Image generation with AI:

  • This is part of lesson planning, but it deserves a special sub-section because I don’t know how to draw, to begin with, and Dall-E has been another lifesaver.
  • I am incorporating a lot of imaginative and pictorial approaches in my lessons, so I’ve been asking Dall-E (included in ChatGPT Plus) to generate ideas and sketches that I can copy onto a physical form.
  • I am not up-to-date with the latest in image generators, but I remember my small problem with them during the early days was how their prompts tended to be specific to each app. When Dalle-E 3 came out, OpenAI promised the prompt to be more natural and that’s what I’m holding them out for.
  • Another factor is cost. Being a teacher is by definition, being broke. I can only afford one premium subscription at a time, so I chose to use Claude Plus and pinjam my wife’s ChatGPT Plus account for Dall-E.
  • (I can also do a local installation of Stable Diffusion, but with my laptop specs I would have to wait an hour for each prompt)

…and tech stops before the class starts:

  • I am teaching middle school (Grade 4, 5, and 6), so I am encouraged to write my lessons on the blackboard, instead of as a typed printout. And I’m not even there yet! My handwriting is terrible so I prepare my materials (on small blackboards, papers) in advance.
  • This means that there are a lot of manual preparations that can’t be automated by AI. Not because AI can’t do so, but because these children need to see and model after their teachers – from listening, speaking, reading, and writing.
  • Again, the role of a teacher is so inherently human.
  • Thankfully, I found a lot of joy in prep work. In the first week, I was hyper-focused way past midnight to get ready for the next day. Not until my wife was rushed into the ER and then ICU on the last day of the week that I learned something that is also very human…

That we, the teachers, are an equally important half of the equation:

  • Week 2 and 3 were brutal. With the daily hospital run (and a real fear that my spouse might die), I was often exhausted and unprepared for my classes.
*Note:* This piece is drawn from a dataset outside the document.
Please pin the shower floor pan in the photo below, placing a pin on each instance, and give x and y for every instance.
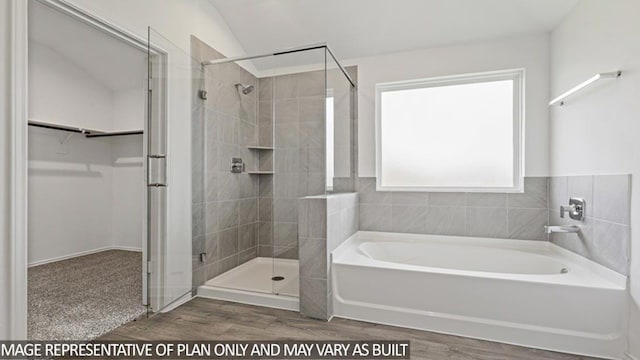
(252, 283)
I started doubting whether I was good enough for the job. One kid said out loud, “This class is so boring” before trying to persuade me to belanja them to McD – which I made her do so in BM, so mission’s accomplished, I guess.
  • Yet, if I am to choose between being exhausted and prepared vs being rested and unprepared, it will always be the latter. Because no matter how prepared you are, any slightest deviation will throw you off the track when you are insomnia-laden, and you won’t be able to be fully present for the children.
  • Conversely, you can roll with the punches much better when you have had enough sleep the night prior. And I hope this adaptiveness will just get better through experience.

Ok lah itu je buat hari ini. Boy, am I grateful for the school holiday so I can rest and recover physically, mentally, and emotionally. Selamat CNY semua, moga panjang umur murah rezeki, tengs.